Army Groups
The Immediate Post-War Period
Last Update: June 3, 2001

6th Army Group
12th Army Group
15th Army Group


6th ARMY GROUP
Source: Army and Navy Journal, June 16, 1945
6th Army Group, commanded by General Jacob L. Devers, has been assigned the task of training all ground forces which will move from the European Theater to the Pacific, either direct or by way of the United States.

Two combat and one service training headquarters will be set up under the 6th Army Group, under which training will be received by the divisions and other ground units slated to go to the Pacific.

Gen Devers' headquarters, coordinating and exercising general supervision of the redeployment training program, will be in Heidelberg, Germany.

The plan is to train combat and their organic service units in the Zone of American Occupation. Probably ten special training areas, each suitable for accommodating a division and its necessary attached units, will be required as training centers. If time permits all combat units will be given eight weeks of specialized training before leaving for shipment. Most service units, exclusive of those organic to combat units, will receive their redeployment training while performing their present work at their present stations.
 

12th ARMY GROUP
 

15th ARMY GROUP

Source: Army and Navy Journal, June 30, 1945
General Mark W. Clark, who commanded the Fifth Army and then the 15th Army Group, in the Italian campaign, has been designated as Commander-in-Chief of United States Occupational Forces in Austria, Under Secretary of War Patterson announced at his press conference 28 June.

Austria will be occupied physically in much the same maner as Germany, with four zones of occupation, one each for the four powers. Vienna is to be divided into four zones, on the same pattern that Berlin is being divided.

General Joseph T. McNarney, Deputy Supreme Commander and Commander of American Forces, Mediterranean Theater, who appeared at the same news conference, explained that all troops occupying Austria except General Clark's and II Corps headquarters are being drawn from the European Theater of Operations. General Clark's headquarters will be in Vienna and II Corps headquarters in Salzburg. The initial set-up was for two divisions, but for the first few months three divisions, will be there.

Source: Stars & Stripes, July 31, 1945
5th Anniversary of 2nd Corps To Be Celebrated in Salzburg
Three former 2nd Corps commanders, all full generals now, have been invited to join Lt Gen Geoffrey Keyes, the present commanding general, in celebrating Wednesday the fifth anniversary of the corps' reactivation.

The full generals whom Keyes has invited are Mark W. Clark, George S. Patton Jr. and Omar N. Bradley.
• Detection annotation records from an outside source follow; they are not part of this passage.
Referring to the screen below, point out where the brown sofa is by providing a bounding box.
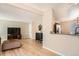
[2,39,22,51]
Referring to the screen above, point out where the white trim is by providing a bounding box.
[43,46,65,56]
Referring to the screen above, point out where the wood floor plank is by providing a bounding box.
[2,39,58,56]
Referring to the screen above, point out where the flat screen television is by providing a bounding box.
[8,27,21,35]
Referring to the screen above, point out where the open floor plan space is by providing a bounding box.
[2,39,57,56]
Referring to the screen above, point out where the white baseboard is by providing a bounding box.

The celebration, to be held at Salzburg, corps headquarters, will include an exhibition tennis match at 10 a.m., a short, formal review at 1:30 p.m., and a baseball game at 2:30 p.m. between the teams of the 101st Airborne and 42nd Inf. Divs. In the evening, enlisted men of corps Headquarters and Hq Co will dance at the Stein Hotel with Wacs from a Special Service company, girls from Billy Rose's Diamond Horseshoe Revue, which is playing in Augsburg, and with Austrian girls. There will also be an officers dance at the Hohenzollern Castle.

Having originally been organized during the First World War, the corps was reactivated on Aug. 1, 1940, and since then has had key roles in the African, Sicilian and Italian campaigns.

Corps headquarters has been overseas for three years. Divisions that have served under it include the 9th, 1st, 3rd, 45th, 36th, 34th, 85th, 88th, 91st and 1st Armd. As an occupation unit, it includes the 11th Armd, 42nd Inf and 101st Airborne Divs.

Source: Stars & Stripes, September 11, 1945
Units of the 222nd Regiment of the 42nd Division have arrived in (Vienna) to augment American troops who recently assumed administrative control of the U.S. (sector), it was announced yesterday at General Mark W. Clark's headquarters.

The first battalion, minus anti-tank and cannon companies, arrived from Salzburg, where it had been stationed.